Plus de 300 prisonniers sont des «politiques», le chiffre le plus important du monde en proportion de la population (lire encadré ci-dessous). Encore un record : 82 prisonniers de conscience sont «parrainés» par Amnesty International, dont Francisco Chaviano Gonzalez, condamné à quinze ans de prison, emprisonné depuis 1994, un des plus anciens prisonniers politiques du monde.

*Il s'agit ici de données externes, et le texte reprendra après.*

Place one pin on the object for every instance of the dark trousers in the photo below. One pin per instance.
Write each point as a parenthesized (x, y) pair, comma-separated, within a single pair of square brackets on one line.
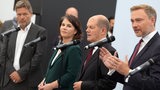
[(19, 86)]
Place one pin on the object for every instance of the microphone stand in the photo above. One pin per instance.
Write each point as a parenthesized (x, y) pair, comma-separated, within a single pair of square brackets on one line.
[(3, 58)]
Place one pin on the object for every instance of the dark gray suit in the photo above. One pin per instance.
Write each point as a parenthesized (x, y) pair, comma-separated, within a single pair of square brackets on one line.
[(30, 59), (148, 79)]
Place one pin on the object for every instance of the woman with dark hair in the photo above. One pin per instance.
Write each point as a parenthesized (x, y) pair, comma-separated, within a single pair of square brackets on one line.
[(65, 63)]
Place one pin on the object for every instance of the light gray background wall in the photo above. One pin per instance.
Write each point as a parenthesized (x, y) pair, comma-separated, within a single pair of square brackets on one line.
[(125, 37)]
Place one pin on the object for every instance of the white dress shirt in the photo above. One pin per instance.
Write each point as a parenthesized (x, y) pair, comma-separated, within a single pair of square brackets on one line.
[(21, 37)]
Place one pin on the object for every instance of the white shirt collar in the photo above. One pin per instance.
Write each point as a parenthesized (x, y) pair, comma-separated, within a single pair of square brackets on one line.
[(147, 38)]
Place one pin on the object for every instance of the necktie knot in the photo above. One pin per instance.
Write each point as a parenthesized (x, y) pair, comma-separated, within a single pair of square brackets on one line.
[(88, 56)]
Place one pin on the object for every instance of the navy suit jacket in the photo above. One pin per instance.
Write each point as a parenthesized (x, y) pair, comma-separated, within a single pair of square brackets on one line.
[(94, 75), (28, 73)]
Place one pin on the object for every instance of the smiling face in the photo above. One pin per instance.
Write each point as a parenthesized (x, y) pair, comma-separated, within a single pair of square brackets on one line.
[(67, 30), (23, 17), (141, 23)]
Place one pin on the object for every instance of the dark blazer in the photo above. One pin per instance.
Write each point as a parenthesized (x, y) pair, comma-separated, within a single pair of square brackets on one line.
[(65, 68), (30, 58), (148, 79), (94, 75)]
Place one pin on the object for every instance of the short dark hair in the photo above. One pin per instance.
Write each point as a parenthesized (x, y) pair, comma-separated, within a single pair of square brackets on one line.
[(24, 4)]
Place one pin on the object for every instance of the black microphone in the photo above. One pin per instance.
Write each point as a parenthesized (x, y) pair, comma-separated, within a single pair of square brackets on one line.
[(148, 63), (33, 42), (10, 31), (60, 46), (100, 43)]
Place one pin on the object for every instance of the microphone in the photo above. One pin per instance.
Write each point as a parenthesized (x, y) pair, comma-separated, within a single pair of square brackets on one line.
[(143, 66), (10, 31), (100, 43), (74, 42), (33, 42)]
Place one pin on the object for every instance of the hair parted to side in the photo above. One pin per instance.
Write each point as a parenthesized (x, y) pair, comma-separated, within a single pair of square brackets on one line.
[(150, 11), (24, 4)]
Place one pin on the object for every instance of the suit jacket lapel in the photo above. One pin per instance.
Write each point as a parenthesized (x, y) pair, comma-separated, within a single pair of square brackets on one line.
[(94, 56), (57, 59), (30, 37), (140, 54), (14, 39)]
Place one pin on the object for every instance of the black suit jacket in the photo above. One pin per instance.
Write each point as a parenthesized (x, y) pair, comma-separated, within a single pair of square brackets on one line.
[(94, 75), (149, 78), (30, 58)]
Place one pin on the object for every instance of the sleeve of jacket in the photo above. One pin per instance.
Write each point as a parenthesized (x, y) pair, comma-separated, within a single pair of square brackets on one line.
[(35, 59), (73, 56)]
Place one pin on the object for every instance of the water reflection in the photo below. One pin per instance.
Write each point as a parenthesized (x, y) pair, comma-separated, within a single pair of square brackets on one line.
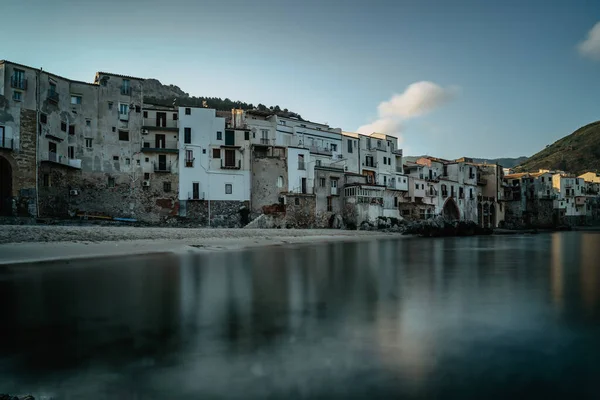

Le castrisme va-t-il survivre à Castro ?
Le chef de l'Etat va fêter ses 80 ans l'an prochain (le 13 août). Il a une interprétation existentielle primitive du pouvoir. Il veut commander pour durer et durer pour commander. Le gouvernement n'est pas un gouvernement, le gouvernement, c'est lui. C'est le côté «caudilliste» du pouvoir cubain : le castrisme ne va pas y survivre. Quand Franco est mort, le franquisme est mort. Quand Pinochet a laissé le pouvoir, le pinochetisme est mort. Si, formellement, le n° 2, c'est le frère (Raul Castro, 76 ans, ndlr), il est très loin d'avoir le même poids symbolique. Il faut voir que 95 % des Cubains veulent du changement, même à l'intérieur de la nomenklatura. Le pays est en train de se défaire par morceaux. Pour le chef du régime, c'est un peu «après moi, le déluge».